Estou sempre a escrever, nunca paro. Há muitos músicos e autores de canções amigos que me enviam esboços de ideias. Quando o Aaron, o Bryce, o Brian ou o Scott me enviam alguma coisa, será uma canção dos National. Mas, entre Sleep Well Beast e I Am Easy To Find, o Aaron e o Bryce escreveram também toda a música para o musical Cyrano. Por isso, nessa altura, já tinha esgotado todos os esboços de canções que eles me iam enviando. A ideia inicial era gravar um álbum de versões, um pouco inspirado no Stardust, do Willie Nelson. Mas, depois, acabei por pegar nas canções meio alinhavadas que outros amigos me tinham proposto. A ideia nunca foi iniciar outra banda mas dar uma sequência bastante orgânica aquilo que se ia desenvolvendo entre mim e essa comunidade de músicos.

    Mas a própria noção do que são os National não se foi transformando ao longo do tempo? Em I Am Easy To Find, a sua voz, por vezes, praticamente desaparece pelo meio daquela brigada de vozes femininas, os irmãos Dessner e Devendorf têm projectos e colaborações paralelas... Não serão os National, hoje, apenas um ponto de encontro onde, ocasionalmente se juntam para criar música para além daquela com que, individualmente, se ocupam? 

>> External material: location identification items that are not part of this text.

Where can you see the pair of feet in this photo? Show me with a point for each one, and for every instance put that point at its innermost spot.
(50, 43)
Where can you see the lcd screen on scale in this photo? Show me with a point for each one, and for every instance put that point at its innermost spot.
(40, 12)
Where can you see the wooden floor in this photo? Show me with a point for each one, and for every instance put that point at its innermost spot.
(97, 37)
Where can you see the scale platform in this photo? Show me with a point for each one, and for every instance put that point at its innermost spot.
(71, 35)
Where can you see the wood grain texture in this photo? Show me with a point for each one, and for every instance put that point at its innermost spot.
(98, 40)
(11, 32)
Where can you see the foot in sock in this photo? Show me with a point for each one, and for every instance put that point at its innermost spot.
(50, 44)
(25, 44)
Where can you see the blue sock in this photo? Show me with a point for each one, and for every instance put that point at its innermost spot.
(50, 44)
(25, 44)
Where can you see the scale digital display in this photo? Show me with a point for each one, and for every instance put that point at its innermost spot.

Os National existem quando surge uma ideia ou no momento em que há um certo número de canções a borbulhar. Quando o realizador Mike Mills apareceu com a ideia de fazer um filme em torno do qual se estruturou I Am Easy To Find, tudo se orientou no sentido muito claro de conceber um filme musical e o álbum é quase apenas um subproduto do filme, resultante desse processo de vai e vem entre nós e o Mike. Quando se vê o filme, compreende-se por que motivo a minha voz não está sempre presente. Mas gosto que isso possa ter ampliado a noção do que são os National. No caso do Cyrano, estávamos a compor para personagens específicas o que nos fez aprender ainda uma outra forma de escrever canções. O que, de forma indirecta, acabará inevitavelmente por ter consequências na música dos National. 

    Porque lhe ocorreu convidar Booker T Jones para produzir o álbum? 

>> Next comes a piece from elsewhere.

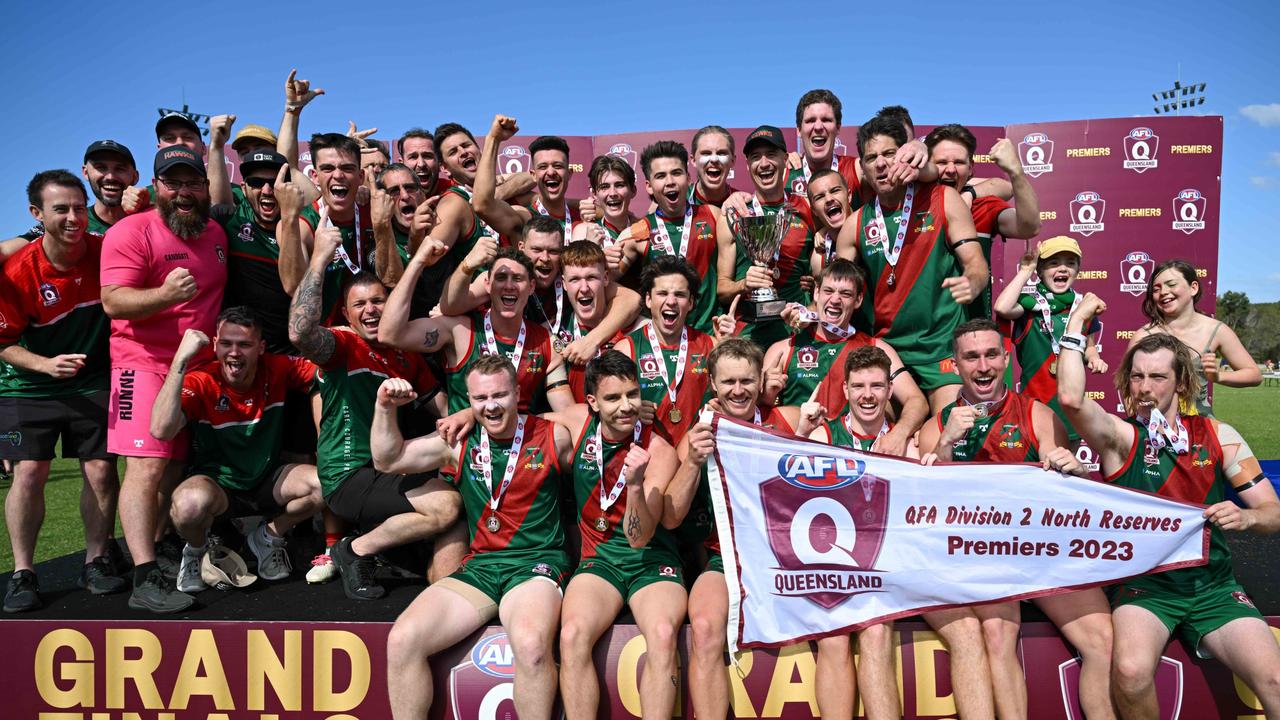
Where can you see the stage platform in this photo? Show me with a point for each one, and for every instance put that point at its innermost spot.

Conheci-o há cerca de 12 anos e sabia que ele também tinha produzido o Stardust, do Willie Nelson, que tem uma atmosfera incrível, quase se consegue escutar o som das cadeiras a ranger. Conhece tudo sobre música clássica, blues, jazz, disco, country... A minha intenção era trabalhar com alguém que fosse capaz de se aperceber exactamente de como deveria ser a identidade emocional de cada canção. Quando ele diz que aquela "take" é a "take" certa, ninguém discute. 

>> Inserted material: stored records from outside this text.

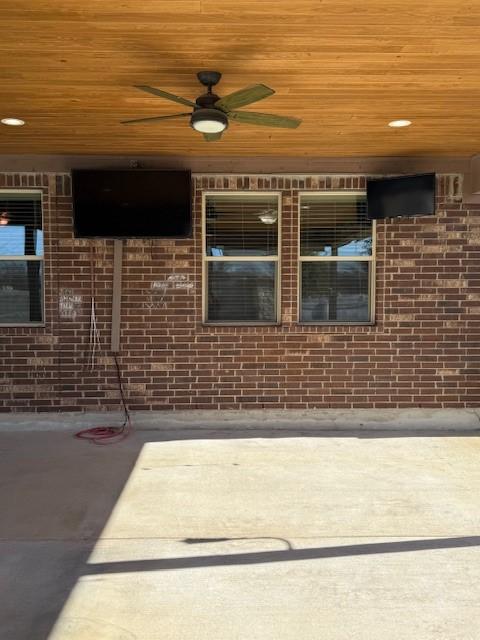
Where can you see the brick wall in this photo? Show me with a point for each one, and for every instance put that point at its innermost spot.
(422, 352)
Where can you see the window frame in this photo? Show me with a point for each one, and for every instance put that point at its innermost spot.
(371, 259)
(206, 259)
(24, 258)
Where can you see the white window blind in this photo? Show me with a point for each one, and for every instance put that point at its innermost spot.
(337, 247)
(241, 235)
(21, 258)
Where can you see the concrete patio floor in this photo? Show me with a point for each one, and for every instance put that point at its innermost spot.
(225, 534)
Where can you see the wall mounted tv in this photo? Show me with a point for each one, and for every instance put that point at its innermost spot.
(401, 196)
(132, 204)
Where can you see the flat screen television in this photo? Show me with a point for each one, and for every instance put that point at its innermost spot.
(401, 196)
(131, 204)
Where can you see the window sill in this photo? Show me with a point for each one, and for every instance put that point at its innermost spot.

    Recordo-me de, numa entrevista anterior, ter dito que prestava sempre muito mais atenção aos textos do que às canções enquanto canções. Neste álbum, dir-se-ia que está no polo oposto: todos os pormenores contam... 

Enquanto gravava estas canções ia também registando algumas das versões em que tinha, inicialmente, pensado e isso fez-me prestar mais atenção à forma das canções e à estrutura das melodias de um modo que nunca antes tinha feito. E pude reparar, por exemplo, como em "Killing Me Softly", da Roberta Flack (uma das grandes canções de sempre), existe o truque estrutural de apresentar logo o refrão no início, e, quando, finalmente, chega o momento “certo” de o escutar, bate-nos de um modo muito mais forte por já termos tido previamentes uma antevisão dele. Estou, realmente, a reaprender a escrever e este álbum permitiu-me concentrar nas melodias e na emoção. As melodias vão atrás da emoção... quando falamos com alguém, a nossa voz sobe para os agudos e desce para os graves em movimentos melódicos. O Booker T estimulou-me a concentrar-me muito nisso. 

    Vai sobrar alguma América depois de Trump? 

É aterrador. Custa a acreditar como uma nação se deixou dominar por um criminoso patético e transparentemente maligno e dói ver a aceitação de tal brutalidade. Teremos de reconstruir a América praticamente a partir de zero mas acredito que o ideal americano mantém a força suficiente para, optando por Biden e Kamala Harris, reinventar o país.

15 May 2020

The National & Sufjan Stevens - "Memories" (L. Cohen)
"We recorded Leonard Cohen's song 'Memories' from Death of a Ladies' Man as a wedding gift for Bryce and Pauline in August 2016. The process started with Thomas Bartlett establishing a foundation and circulated among all of us. Ragnar made a watercolor of the wedding ceremony in Paris"

04 December 2019

O MÉTODO


Pense-se o que se pensar acerca da actividade dos "bootleggers" – desde os que, no início do século passado, contribuiram de modo decisivo para a documentação da história do jazz até todos os outros que, durante as décadas de 60, 70, 80 e 90, foram desocultando uma fabulosa discografia paralela de milhares de músicos e bandas –, há que reparar como, ao longo dos anos, muitos "bootlegs" vieram a ser “oficializados” (exemplo inevitável: as Basement Tapes, de Bob Dylan, e a subsequente “Bootleg Series”) e até encorajados por notórias “vítimas” da pirataria, caso de Springsteen ou dos Grateful Dead. A história está eloquentemente relatada em Bootleg!: The Rise and Fall of the Secret Recording Industry, de Clinton Heylin (2004), mas ninguém estaria à espera que, em 2019, fosse indispensável acrescentar-lhe um novo capítulo. A verdade é que também poucos seriam capazes de prever que esta seria a data em que, pela primeira vez desde há 33 anos, as vendas de registos sonoros em vinil ultrapassariam os CD e – mais dificilmente imaginável – as vetustas cassetes, se preparam para igualar números de há 15 anos. 80% da receita da indústria discográfica deve-se ainda, evidentemente, ao "streaming", mas os sinais de recuperação dos outros suportes são inegáveis.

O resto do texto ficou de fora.